The management cost evaluation for ESG funds, however, is different.  They often hold, for example, domestic large cap stocks, which should signify lower management cost to investors.  But because there are additional administrative costs in analysts’ researching and measuring things like diversity of skin colors or genders among a particular company’s board of directors, the cost of investment necessarily climbs with ESG funds.

In the presence of increased cost, a fiduciary acting in the best interest of plan participants should be able to argue that greater potential performance offsets the additional cost.  But ESG doesn’t have a particularly strong track record, especially if you consider its forebears.      

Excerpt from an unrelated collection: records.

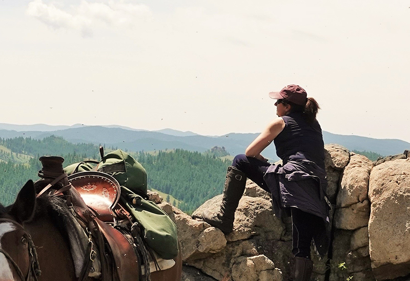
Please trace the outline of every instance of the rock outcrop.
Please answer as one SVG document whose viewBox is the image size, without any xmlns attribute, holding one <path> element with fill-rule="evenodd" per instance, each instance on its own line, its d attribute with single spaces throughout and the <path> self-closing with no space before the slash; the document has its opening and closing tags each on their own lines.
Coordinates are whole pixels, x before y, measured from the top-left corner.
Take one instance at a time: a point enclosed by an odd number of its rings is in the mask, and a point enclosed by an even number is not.
<svg viewBox="0 0 410 281">
<path fill-rule="evenodd" d="M 321 261 L 312 249 L 312 280 L 410 280 L 410 159 L 375 166 L 337 144 L 326 145 L 325 155 L 333 240 Z M 218 210 L 221 199 L 194 214 Z M 178 227 L 183 281 L 289 279 L 291 222 L 275 215 L 270 194 L 251 181 L 229 235 L 169 203 L 160 205 Z"/>
<path fill-rule="evenodd" d="M 376 166 L 370 177 L 372 267 L 378 279 L 410 273 L 410 159 Z"/>
</svg>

Before ESG became the most recent popular marketing name for investment strategies which prioritized an investor’s feelings over cost and performance, there were “socially responsible” funds which restricted investment in oil companies, or cosmetic companies that tested on animals, etc.  Before that, back in the 1990s, a fund fact sheet might have enticed socially-minded investors by explaining that the fund’s objective was to limit investment in “sin stocks” like tobacco or gambling. 

The trend of the 1990s largely died out as a fad due to underperformance.  It was reinvented in the wake of global warming hysteria in the 2000s, but yet again, these funds were often terrible sellers due to lower performance.  And that is because these funds will typically not, except in some very specific circumstances, outperform funds that are not constrained by ESG considerations.